Coagulation profile and blood count should be kept within the normal values, especially in patients with extensive mucosal affection, as this may put them at risk of severe bleeding, especially from the gastrointestinal system. Transfusion of blood or blood products may be considered in some cases.[16]

Imaging studies are not essential for the diagnosis of TEN. However, it can be used to assess complications such as chest radiographs in cases of pulmonary affection. Another useful test is the patch test which may be helpful to identify the causative agent in around 50% of patients.[33]

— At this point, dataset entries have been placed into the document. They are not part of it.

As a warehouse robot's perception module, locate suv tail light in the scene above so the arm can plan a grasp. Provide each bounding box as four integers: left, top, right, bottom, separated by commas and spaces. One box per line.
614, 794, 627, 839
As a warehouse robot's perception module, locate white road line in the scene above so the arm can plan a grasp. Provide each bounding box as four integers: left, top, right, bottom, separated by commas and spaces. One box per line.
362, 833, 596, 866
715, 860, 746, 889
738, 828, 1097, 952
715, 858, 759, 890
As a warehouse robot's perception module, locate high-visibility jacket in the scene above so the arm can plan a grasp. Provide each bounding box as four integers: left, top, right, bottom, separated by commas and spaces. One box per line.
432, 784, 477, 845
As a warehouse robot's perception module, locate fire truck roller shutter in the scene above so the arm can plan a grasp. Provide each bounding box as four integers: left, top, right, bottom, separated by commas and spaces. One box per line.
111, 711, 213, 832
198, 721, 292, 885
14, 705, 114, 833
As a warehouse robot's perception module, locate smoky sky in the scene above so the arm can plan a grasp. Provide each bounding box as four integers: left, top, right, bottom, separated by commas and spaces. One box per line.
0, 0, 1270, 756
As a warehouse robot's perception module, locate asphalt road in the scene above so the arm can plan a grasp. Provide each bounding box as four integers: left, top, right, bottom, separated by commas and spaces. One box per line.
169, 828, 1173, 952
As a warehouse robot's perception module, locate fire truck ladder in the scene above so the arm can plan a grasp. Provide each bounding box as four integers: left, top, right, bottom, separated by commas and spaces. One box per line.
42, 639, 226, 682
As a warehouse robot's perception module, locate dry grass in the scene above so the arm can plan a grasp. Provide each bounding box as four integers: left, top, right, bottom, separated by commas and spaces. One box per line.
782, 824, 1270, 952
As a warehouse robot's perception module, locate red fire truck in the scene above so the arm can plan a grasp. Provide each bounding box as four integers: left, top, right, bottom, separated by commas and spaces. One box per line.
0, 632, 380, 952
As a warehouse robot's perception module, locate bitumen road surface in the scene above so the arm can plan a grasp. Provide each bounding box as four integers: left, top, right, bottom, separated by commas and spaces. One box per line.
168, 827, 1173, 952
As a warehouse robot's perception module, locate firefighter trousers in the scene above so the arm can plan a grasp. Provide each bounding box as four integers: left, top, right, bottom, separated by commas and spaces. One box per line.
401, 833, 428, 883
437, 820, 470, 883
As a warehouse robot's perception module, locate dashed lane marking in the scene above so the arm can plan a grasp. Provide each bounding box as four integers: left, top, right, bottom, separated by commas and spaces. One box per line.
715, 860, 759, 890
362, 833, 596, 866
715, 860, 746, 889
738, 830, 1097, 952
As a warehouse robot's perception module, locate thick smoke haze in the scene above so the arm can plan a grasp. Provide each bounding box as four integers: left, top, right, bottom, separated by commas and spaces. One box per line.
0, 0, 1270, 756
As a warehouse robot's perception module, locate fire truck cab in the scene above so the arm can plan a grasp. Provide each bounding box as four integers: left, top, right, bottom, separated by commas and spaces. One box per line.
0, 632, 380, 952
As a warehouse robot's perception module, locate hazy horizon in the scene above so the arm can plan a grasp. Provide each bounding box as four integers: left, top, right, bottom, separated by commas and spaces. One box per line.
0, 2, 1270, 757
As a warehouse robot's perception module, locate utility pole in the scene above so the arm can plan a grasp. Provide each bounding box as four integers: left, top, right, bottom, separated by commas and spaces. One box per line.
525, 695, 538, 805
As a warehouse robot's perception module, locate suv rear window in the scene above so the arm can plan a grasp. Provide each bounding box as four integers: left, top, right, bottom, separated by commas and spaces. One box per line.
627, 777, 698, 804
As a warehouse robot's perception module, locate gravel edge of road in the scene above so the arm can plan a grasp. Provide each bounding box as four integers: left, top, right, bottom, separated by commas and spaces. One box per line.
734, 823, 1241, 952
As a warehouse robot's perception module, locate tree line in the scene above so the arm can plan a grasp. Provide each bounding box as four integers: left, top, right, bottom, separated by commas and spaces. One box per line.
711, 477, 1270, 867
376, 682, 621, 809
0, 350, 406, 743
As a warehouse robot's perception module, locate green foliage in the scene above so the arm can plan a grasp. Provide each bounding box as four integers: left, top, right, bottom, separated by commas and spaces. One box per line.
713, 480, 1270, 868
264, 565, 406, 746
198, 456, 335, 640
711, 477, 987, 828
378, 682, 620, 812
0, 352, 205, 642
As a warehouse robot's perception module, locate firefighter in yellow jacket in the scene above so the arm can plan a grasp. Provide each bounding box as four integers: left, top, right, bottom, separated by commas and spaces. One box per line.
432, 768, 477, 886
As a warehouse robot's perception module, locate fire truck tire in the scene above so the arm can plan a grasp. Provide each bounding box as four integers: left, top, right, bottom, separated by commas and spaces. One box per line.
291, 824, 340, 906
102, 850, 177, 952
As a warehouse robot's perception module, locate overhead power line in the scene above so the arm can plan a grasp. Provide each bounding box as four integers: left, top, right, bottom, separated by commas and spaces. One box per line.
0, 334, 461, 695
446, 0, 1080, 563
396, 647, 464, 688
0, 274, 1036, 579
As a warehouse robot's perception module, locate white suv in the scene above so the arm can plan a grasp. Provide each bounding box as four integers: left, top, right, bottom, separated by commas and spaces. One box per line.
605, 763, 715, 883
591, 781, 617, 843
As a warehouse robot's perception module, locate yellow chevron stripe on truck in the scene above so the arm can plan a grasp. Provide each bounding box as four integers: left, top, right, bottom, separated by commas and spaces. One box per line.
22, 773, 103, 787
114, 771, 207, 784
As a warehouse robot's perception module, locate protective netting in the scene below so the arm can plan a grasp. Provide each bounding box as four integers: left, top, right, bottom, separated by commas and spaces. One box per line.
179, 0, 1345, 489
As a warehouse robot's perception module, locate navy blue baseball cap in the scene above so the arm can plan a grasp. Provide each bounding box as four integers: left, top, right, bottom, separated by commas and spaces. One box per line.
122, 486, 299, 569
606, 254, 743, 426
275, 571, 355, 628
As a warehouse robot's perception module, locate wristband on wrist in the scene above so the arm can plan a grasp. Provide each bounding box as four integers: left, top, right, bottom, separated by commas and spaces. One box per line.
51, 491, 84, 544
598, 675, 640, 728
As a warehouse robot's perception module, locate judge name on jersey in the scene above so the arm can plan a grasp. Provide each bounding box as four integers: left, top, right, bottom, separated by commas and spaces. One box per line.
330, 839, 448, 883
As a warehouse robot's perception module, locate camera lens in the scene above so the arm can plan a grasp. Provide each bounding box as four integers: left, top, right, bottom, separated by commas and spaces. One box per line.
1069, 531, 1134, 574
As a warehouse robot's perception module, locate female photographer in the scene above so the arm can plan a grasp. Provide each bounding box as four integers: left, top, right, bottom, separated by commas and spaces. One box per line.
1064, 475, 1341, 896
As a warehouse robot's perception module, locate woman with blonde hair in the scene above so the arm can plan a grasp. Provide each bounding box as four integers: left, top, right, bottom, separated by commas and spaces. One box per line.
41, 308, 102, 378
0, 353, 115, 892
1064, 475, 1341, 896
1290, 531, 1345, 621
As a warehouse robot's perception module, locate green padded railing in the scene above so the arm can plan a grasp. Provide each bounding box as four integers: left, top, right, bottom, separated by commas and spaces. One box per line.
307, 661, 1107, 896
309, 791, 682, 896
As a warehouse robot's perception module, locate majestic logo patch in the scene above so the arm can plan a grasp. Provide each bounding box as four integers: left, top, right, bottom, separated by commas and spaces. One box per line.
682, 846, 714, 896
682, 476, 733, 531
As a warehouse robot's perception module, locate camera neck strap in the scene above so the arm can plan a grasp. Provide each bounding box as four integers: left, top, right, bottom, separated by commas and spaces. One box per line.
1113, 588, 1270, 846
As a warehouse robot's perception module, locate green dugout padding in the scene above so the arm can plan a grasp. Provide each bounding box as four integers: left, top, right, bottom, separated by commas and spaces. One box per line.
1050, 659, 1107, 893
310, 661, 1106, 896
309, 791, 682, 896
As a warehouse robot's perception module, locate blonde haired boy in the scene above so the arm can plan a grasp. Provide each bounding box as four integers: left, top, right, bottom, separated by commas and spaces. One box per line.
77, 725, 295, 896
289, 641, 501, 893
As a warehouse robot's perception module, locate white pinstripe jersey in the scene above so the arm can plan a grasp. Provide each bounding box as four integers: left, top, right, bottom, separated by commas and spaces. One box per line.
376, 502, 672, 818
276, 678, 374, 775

The score of TEN (SCORTEN scale) is a tool to assess the severity of illness and to predict mortality rate. It contains 7 independent variables assessed in the first 24 hours of presentation to the hospital, and it gives an indication of mortality rate. This includes the age of >40 years, heart rate of ≥120 beats per minute, presence of cancer or hematological malignancy, affected body surface area of ≥10% within the first day, serum BUN of >28 mg/dL, serum bicarbonate of <20 mEq/L, and serum glucose of >252 mg/dL.  According to these risk factors, a patient's mortality score can vary from 3.2% (if only one risk factor presents) to >90% (if 5 or more risk factors are present).[31]

SCORTEN Mortality risk

SCORTEN 0-1 

> 3.2%

SCORTEN 2 

> 12.1%

SCORTEN 3 

> 35.3%

SCORTEN 4 

> 58.3%
SCORTEN 5 or more  > 90%

Treatment / Management

The mainstay treatment of TEN is supportive care until re-epithelialization of the affected skin. Supportive measures include fluid resuscitation, pain management, wound care, and nutritional support. Early management of these cases in the emergency department should focus mainly on two things: discontinuation of the offending drug and early referral to a burn unit or intensive care unit with experience in dealing with such cases. When taken in the first 24 hours of blister formation, these two measures decrease infection rate and hospital stays and improve the overall survival.[34]

The airway should be observed frequently, along with the provision of supplemental oxygen via a face mask if needed. In case of respiratory distress, endotracheal intubation should be done by an expert. Fluid resuscitation using crystalloids should be guided by one of the standard burn resuscitation Performa (e.g., Parkland formula). The target of resuscitation should be to maintain adequate tissue perfusion by achieving an adequate mean arterial blood pressure (ABP>65mm Hg), a central venous pressure between 8 to 12 mmHg, and a urine output of 0.5 to 1 ml/kg/hour.[16][35] Pain management is extremely important to decrease patient’s distress. Opiates or patient-controlled analgesia (PCA) can be used. The non-adhesive sterile dressing should be used to dress areas of skin erosions, and care should be taken to prevent hypothermia, especially in the prehospital setting.[34]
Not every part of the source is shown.